The Share Issue is being conducted, subject to the satisfaction of certain conditions, through accelerated book-building carried out by Nordea Bank AB (publ), Finnish Branch and OP Corporate Bank plc (“Nordea” and “OP”) in which selected institutional investors may submit subscription offers for Shares. The book-building will begin immediately and it is expected to end no later than 15 June 2018 at 9.00 a.m. EEST. The book-building may, however, be closed at any time during the book-building period. The final number of and price at which the Shares will be offered will be decided by the Board of Directors of the Company at the close of the book-building. These will be announced after the close of the book-building.
In connection with the Share Issue, the Company has submitted a lock-up undertaking, according to which it has, subject to customary exceptions, undertaken not to issue or sell shares in the Company during a period of 180 days after the completion of the Share Issue.
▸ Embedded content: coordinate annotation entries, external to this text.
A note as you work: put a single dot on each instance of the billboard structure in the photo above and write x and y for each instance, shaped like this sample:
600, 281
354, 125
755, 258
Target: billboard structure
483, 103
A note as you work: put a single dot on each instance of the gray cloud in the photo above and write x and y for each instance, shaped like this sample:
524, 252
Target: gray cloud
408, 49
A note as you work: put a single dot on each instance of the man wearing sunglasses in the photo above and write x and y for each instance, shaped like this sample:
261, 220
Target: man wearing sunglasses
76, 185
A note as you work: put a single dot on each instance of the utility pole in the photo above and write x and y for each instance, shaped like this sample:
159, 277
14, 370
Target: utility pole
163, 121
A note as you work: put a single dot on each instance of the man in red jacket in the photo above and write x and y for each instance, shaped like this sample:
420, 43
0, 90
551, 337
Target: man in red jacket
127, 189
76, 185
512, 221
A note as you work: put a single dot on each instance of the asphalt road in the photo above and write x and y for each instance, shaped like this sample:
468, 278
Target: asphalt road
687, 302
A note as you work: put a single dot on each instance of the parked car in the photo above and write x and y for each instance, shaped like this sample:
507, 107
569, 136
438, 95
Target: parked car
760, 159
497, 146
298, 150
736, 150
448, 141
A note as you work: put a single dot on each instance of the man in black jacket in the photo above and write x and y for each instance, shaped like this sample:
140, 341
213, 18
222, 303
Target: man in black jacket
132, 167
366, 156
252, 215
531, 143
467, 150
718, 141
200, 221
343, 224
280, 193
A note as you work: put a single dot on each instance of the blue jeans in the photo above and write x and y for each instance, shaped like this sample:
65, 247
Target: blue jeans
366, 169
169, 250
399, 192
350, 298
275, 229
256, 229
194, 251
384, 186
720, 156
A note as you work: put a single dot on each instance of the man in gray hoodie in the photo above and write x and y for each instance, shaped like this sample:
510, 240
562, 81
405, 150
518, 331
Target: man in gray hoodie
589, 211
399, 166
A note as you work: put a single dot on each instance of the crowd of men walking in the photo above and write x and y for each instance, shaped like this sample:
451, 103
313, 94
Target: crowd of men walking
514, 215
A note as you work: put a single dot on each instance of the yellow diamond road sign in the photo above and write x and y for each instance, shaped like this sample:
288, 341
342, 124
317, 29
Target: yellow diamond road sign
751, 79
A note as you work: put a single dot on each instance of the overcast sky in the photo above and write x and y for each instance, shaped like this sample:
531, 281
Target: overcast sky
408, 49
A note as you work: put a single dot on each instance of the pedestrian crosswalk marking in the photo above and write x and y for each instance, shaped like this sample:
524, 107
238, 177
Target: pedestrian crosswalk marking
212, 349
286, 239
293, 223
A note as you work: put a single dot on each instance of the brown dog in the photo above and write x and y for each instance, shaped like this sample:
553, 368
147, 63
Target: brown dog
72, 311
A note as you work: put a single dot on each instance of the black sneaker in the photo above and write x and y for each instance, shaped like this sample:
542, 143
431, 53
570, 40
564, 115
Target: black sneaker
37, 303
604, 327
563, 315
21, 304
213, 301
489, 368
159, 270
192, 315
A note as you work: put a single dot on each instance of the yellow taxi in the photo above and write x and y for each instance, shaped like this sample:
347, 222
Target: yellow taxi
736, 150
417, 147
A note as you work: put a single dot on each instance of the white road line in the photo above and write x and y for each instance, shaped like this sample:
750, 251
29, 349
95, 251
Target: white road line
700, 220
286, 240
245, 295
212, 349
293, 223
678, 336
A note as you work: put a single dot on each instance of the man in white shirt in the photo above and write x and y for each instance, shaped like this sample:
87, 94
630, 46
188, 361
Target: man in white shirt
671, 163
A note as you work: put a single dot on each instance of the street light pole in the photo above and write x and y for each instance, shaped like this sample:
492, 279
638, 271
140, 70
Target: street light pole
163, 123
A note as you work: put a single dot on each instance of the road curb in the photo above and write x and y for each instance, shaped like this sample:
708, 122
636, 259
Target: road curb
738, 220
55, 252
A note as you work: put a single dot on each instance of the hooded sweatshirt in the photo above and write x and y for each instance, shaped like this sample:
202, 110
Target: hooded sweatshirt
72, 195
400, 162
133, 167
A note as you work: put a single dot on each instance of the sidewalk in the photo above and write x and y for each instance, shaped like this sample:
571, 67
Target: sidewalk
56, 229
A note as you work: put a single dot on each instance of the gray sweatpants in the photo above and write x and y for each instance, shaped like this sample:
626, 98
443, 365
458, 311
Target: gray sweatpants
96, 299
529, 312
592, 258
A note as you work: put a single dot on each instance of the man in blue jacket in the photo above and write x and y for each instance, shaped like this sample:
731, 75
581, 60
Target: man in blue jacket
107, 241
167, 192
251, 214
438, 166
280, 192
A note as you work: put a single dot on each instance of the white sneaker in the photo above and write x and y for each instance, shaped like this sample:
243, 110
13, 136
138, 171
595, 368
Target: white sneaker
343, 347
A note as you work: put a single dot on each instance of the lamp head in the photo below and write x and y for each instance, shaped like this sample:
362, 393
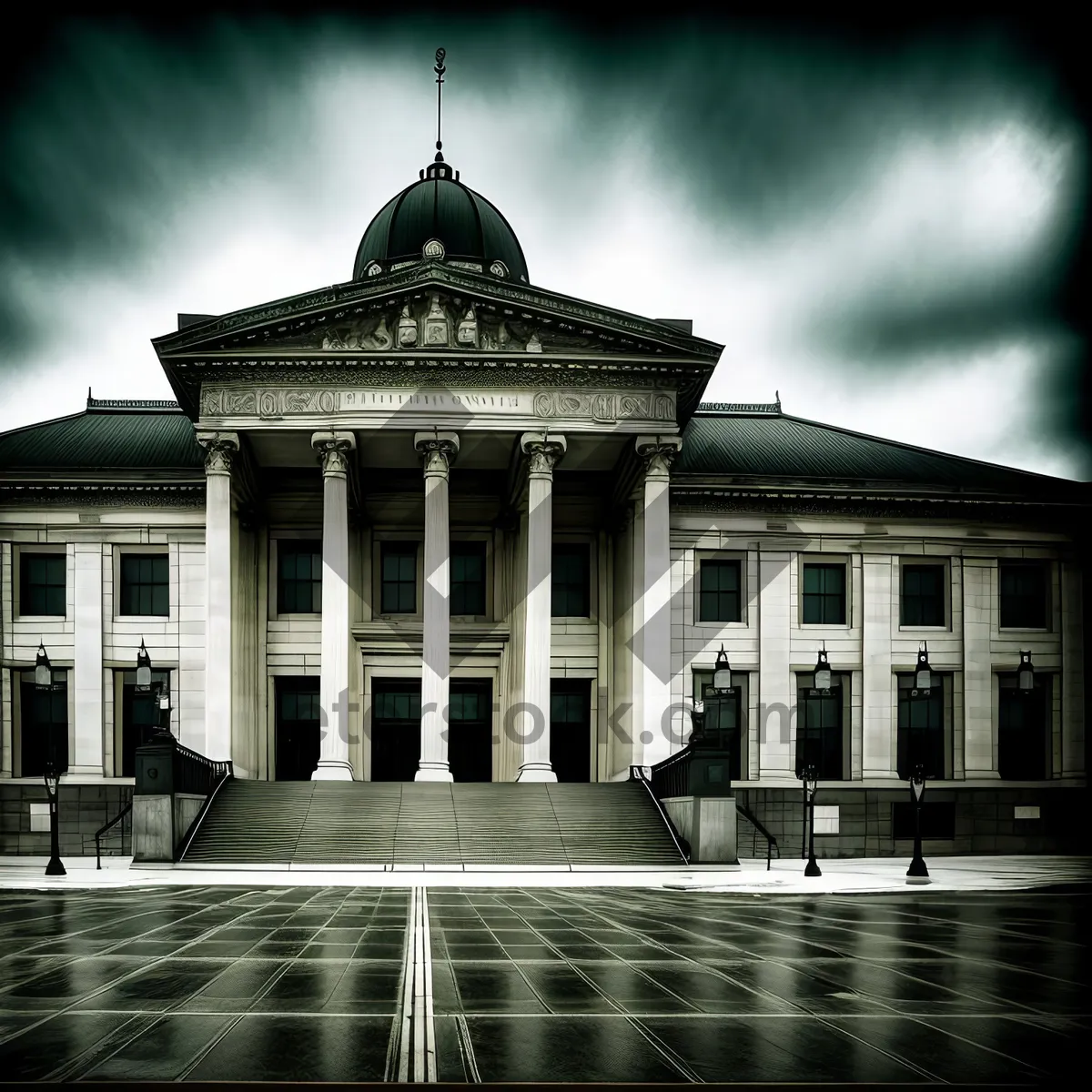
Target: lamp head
1026, 674
722, 672
143, 667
After the close of the book-building, the Company intends to file an application for the listing of the Shares for trading on the official list of Nasdaq Helsinki Ltd (“Nasdaq Helsinki”). Trading in the Shares is expected to begin on or about 19 June 2018. The Shares will entitle their holders to shareholder rights, including the right to receive full dividends declared by the Company, if any, after the Shares have been registered with the Finnish Trade Register, which is expected to take place on or about 18 June 2018.
Nordea and OP are the lead managers of the Share Issue. The Company’s legal advisor is Castrén & Snellman Attorneys Ltd.
Board of Directors
Distribution: NASDAQ Helsinki, principal media, www.caverion.com
NOT FOR RELEASE, PUBLICATION OR DISTRIBUTION, DIRECTLY OR INDIRECTLY, IN OR INTO THE UNITED STATES, AUSTRALIA, CANADA, HONG KONG, SOUTH AFRICA, SINGAPORE, NEW ZEALAND OR JAPAN.
The information contained herein shall not constitute an offer to sell or the solicitation of an offer to buy, nor shall there be any sale of the securities referred to herein in any jurisdiction in which such offer, solicitation or sale would be unlawful prior to registration, exemption from registration or qualification under the securities laws of any such jurisdiction.
The information contained herein is not for publication or distribution, directly or indirectly, in or into the United States, Australia, Canada, Hong Kong or Japan. This release does not constitute an offer of securities for sale in the United States, nor may the securities be offered or sold in the United States absent registration or an exemption from registration as provided in the U.S. Securities Act of 1933, as amended, and the rules and regulations thereunder. There is no intention to register any portion of the issue in the United States or to conduct a public offering of securities in the United States.
Members of the public are not eligible to take part in the issue. This communication is directed (A) in the European Economic Area, only at persons who are qualified investors as defined in article 2(1)(e) of EU directive 2003/71/EC and as implemented in legislation in each of the relevant member states and (B) in the United Kingdom only at qualified investors who are: (i) investment professionals falling within article 19(5) of the Financial Services and Markets Act 2000 (Financial Promotion) order 2005 (the ”Order”), or (ii) persons falling within article 49(2) (”high net worth companies, unincorporated associations, etc.”) of the Order (all such persons together being referred to as ”relevant persons”). Any investment activity to which this communication relates will only be available to and will only be engaged with, relevant persons. Any person who is not a relevant person should not act or rely on this document or any of its contents.
Nordea and OP are acting solely for Caverion in the Share Issue and not for any other party nor do they consider any other party their client in connection with the Share Issue. Nordea and OP are not liable to any other party than Caverion and do not offer any advice relating to the Share Issue or any other matter referred to in this release.